I no longer eat beef. It was a decision inspired by listening to Meat Week on NPR’s Morning Edition in the summer of 2012. I imagine that the series was intended to whet the nation’s appetite for summer grilling season, yet somehow I emerged from the experience with the precise opposite result. As the entire process of producing beef was illuminated, I concluded that I no longer wished to be a consumer of that product.
So, you’ll understand that I expected a similar result when I sat down recently to read The Chain: Farm, Factory, and the Fate of Our Food by Ted Genoways, a riveting examination of the workings of the pork industry.
Let me offer you a taste:
From a pure business standpoint, the project of industrializing hog production has been an unparalleled success – and a logistical wonder. Every working day, about 175 trailers in various parts of Iowa, eastern Nebraska, and southern Minnesota are loaded with 170 hogs each; they converge onto one of a dozen loading docks in Fremont and Austin, arriving within a one-hour window of each other, in order to deliver roughly 30,000 hogs for slaughter. That’s every day for 260 working days, every year – 7.7 million hogs, herded through a tiny set of chutes, slaughtered, butchered, and sent out for additional value-added processing, at just those two plants. For the system to work, a four-month growing cycle must culminate with an exact-weight animal at just the right time. That precision must be carried out at hundreds of feeder sites, and the whole cycle, from insemination to slaughter, must be exactly replicated three times a year.”
As expected, the book has a great deal to say about the treatment of the animals. I was less prepared for the author’s devastating assessment of the treatment of the people who work in the industry’s plants. For example:
…[this person] told me she understood why the union didn’t want to discourage anything that created jobs but cautioned that line speeds in meatpacking plants are now “dangerously fast.” … FSIS [the USDA’s Food Safety and Inspection Service] doesn’t have time to watch out for – much less document – risks to worker safety … the focus is on the safety of the food … injuries and amputations are inevitable … in such an incident, FSIS will deal with it as a sanitary issue and will stop operations to make sure that all human blood is completely cleaned off and that all product is protected … FSIS will not release the area or the line unless all products are identified as protected and cleaned – or whatever needs to be condemned is condemned because it cannot be made clean.”
So what does this have to do with growing audiences for arts & culture?
Well, let’s marvel at the efficacy of production that the author describes. There is demand – and it didn’t just “happen” – it was carefully and creatively cultivated over time. Further, every detail of production has been studied, every variable controlled for, and every effort at productiveness has been made. From a functional perspective, the inputs and outputs connect with the complexity of a majestic symphony and the grace of finely choreographed ballet.

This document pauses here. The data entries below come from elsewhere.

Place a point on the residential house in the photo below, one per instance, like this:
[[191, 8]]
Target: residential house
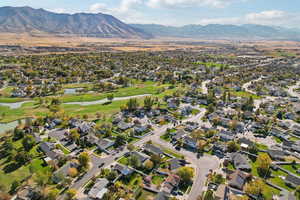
[[296, 130], [50, 151], [179, 135], [139, 129], [226, 136], [104, 143], [190, 142], [292, 180], [190, 126], [152, 149], [171, 183], [240, 161], [238, 179], [122, 169], [63, 172], [175, 164], [123, 126], [162, 196], [245, 143], [219, 149], [99, 189], [141, 157], [27, 193], [276, 154]]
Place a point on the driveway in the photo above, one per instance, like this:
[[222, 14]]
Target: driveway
[[202, 165]]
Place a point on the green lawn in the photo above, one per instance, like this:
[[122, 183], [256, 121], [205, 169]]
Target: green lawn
[[245, 94], [170, 151], [269, 192], [32, 109], [63, 149], [77, 85], [145, 195], [290, 168], [145, 88], [123, 160], [21, 173], [279, 181], [157, 179], [11, 100], [166, 137]]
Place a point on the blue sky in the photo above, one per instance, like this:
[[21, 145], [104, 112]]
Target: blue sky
[[180, 12]]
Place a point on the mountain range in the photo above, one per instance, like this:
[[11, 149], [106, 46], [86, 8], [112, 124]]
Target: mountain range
[[218, 31], [29, 20]]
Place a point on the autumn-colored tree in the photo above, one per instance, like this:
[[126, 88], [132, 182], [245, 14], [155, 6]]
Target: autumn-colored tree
[[73, 172], [186, 174], [84, 159], [255, 187], [71, 193], [264, 162], [149, 165]]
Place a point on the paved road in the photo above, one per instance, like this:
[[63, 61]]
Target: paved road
[[202, 165], [291, 89]]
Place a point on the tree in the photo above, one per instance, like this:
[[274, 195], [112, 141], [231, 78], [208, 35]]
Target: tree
[[132, 104], [4, 196], [22, 157], [156, 159], [71, 193], [134, 161], [112, 175], [233, 146], [208, 195], [14, 186], [148, 103], [297, 192], [255, 187], [73, 172], [52, 194], [28, 142], [120, 140], [41, 179], [84, 159], [130, 147], [110, 97], [74, 135], [264, 162], [186, 174], [149, 165]]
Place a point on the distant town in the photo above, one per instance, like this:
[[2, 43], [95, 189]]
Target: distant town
[[212, 122]]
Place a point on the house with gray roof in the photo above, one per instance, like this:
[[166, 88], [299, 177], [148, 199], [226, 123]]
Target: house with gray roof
[[240, 161], [99, 189]]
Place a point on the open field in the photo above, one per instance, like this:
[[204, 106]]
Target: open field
[[87, 44]]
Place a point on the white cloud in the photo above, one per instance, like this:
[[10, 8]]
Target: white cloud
[[189, 3], [269, 17], [59, 10], [125, 11]]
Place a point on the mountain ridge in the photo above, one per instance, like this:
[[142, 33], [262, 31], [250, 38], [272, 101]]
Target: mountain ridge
[[27, 19], [30, 20], [219, 31]]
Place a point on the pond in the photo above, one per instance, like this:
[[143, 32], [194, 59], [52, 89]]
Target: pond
[[14, 105], [72, 90], [10, 126], [102, 101]]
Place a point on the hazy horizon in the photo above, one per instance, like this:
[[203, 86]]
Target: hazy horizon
[[180, 12]]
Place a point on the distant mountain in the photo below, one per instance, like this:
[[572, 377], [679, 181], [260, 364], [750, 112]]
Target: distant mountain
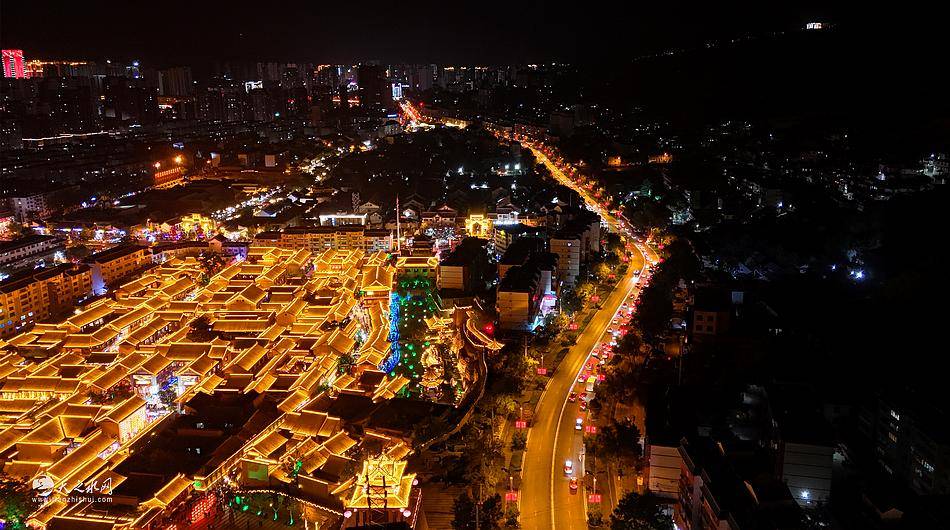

Yet, we can never escape the reality that the product can not be separated from the process by which it is created. Every delicious bite of bacon constitutes the consumer’s vote in favor of the entirety of the system that delivered it – including the treatment of the animals and the safety and dignity of the company’s workers.
In sum, the pork industry has crafted a robust business model providing items that consumers want. It’s business processes are imperfect, but one hope/expects that animal treatment, ecological impact, worker dignity and other issues are addressed and improved over time. Right?
So, when we look at the arts & cultural sector as a whole, can we honestly claim that our organizations are built on a robust business model that provides services that consumers or our communities want? And more, lacking such a solid foundation, how can we ever expect to address the significant imperfections of survivability and sustainability that plague our own industry (as summed up succinctly by the National Center for Arts Research at Southern Methodist University):
Nearly every nonprofit sector of the arts in America faces serious challenges. The National Endowment for the Arts’ 2008 Survey of Public Participation in the Arts revealed double-digit declines in the percentage of Americans who attended the arts from 2002 to 2008, as well as increases in average audience age over the same period. Personal spending in arts and culture has fallen significantly over the past decade, resulting in a net loss of $45 billion for the sector. Donations to the sector have also declined over the past 20 years by about $8 billion.”
So let’s ask this question: When you consider the pork industry and the arts & cultural sector, which more vividly reveals the immorality of a broken business model?
And what are we going to do about it?